Horrible Thoughts Reviews: The Dead Room
- E Claire
- Jan 8, 2019
- 2 min read
Hello fiends, I hope you're all recovered from the terrible excesses of the festive period. Well, I said I'd start doing reviews here a while back but New Year seems like a good place to begin, so let's open with a short seasonal tale before I get stuck into the backlog of other spooky media I want to talk about.
The Dead Room - A Ghost Story for Christmas was this year's entry in BBC4's series of seasonal spookiness, courtesy of writer and director Mark Gatiss. Gatiss seems to have entrenched himself as the channel's go-to for all things horror, having penned a number of previous Christmas Eve ghost stories as well as two excellent documentary series on the history of horror cinema. The Dead Room, which stars the delightful Simon Callow as the aging host of the eponymous radio show, gives Gatiss another chance to wax lyrical about the art of ghost stories, with a cheeky lecture from Callow's snobbishly verbose Aubrey Judd about the rules of "a proper ghost story", blissfully unaware that he is in one.

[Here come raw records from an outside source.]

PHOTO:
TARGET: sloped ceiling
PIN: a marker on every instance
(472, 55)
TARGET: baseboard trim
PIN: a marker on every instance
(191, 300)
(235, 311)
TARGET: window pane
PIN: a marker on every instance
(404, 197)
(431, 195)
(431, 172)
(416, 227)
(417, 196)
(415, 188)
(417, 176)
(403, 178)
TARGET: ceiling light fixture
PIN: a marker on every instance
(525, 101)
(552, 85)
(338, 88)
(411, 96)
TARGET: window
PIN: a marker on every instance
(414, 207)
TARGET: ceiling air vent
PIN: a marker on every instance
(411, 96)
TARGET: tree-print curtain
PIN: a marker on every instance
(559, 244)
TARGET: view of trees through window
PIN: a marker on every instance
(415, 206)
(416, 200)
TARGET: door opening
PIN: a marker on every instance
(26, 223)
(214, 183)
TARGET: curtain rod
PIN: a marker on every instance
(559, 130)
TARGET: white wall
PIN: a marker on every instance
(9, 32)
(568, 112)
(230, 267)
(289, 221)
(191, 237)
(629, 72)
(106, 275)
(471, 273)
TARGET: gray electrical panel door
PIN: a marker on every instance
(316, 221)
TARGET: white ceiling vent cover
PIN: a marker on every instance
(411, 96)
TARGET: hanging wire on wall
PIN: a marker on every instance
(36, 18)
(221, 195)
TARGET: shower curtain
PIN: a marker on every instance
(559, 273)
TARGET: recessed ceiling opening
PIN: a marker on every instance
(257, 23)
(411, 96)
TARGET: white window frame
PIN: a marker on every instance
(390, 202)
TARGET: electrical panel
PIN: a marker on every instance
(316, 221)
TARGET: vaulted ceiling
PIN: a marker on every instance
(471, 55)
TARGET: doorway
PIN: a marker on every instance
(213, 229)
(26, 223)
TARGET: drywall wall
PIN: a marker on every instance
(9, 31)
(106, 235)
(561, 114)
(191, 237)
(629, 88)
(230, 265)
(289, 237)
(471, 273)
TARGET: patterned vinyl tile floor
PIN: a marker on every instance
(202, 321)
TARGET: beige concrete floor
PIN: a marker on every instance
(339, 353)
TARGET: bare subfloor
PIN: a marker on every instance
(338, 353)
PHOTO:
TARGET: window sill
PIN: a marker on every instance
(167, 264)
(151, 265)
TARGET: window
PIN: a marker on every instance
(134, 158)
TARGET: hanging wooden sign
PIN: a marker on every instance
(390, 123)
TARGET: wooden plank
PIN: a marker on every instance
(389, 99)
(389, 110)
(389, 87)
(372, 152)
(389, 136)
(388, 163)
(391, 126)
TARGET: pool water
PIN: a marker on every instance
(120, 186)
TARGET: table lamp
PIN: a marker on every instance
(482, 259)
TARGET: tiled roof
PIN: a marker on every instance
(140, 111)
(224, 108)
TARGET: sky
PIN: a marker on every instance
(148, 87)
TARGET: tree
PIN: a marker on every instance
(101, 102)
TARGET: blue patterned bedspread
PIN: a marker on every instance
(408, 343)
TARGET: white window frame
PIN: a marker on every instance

Unfortunately this isn't nearly as scary as the various tales Aubrey references in his little speech but it's still a nicely atmospheric experience. There's a good build of tension and some excellent characterisation in the first half, I really appreciated the subtle sound design and the slow push into tight close ups as Aubrey lapses into moments of hallucinatory unease. The choice to set the piece in a radio studio is particularly ingenious. With just a subtle change of lighting, this simple set goes from cozily intimate to eerie and lonely, cut off by the sound proofing.
And what of the terrible past haunting poor pompous Aubrey? Well, that would be telling, but suffice it to say that I definitely have a soft spot for queer horror stories and this gives a nice, if somewhat predictable twist, on one of my favourite tropes: the supernatural horror born of bigotry. Besides that, I never thought I'd hear "S-s-s Single Bed" by Fox, an utterly bonkers British disco track, in a ghost story but it's a perfect choice for a back-story in the heat wave of 1976.
Honestly the only thing that really lets this story down is a rather weak ending shock, but if you're in the mood for 30 minutes of atmospheric character-driven creeps, and a genuinely affecting performance from Simon Callow, you could do a lot worse than check this one out. It's on iPlayer for another 15 days at the time of writing and isn't directly linked to Christmas, despite the time of its initial broadcast.
Three-and-a-half haunted radio stations out of five.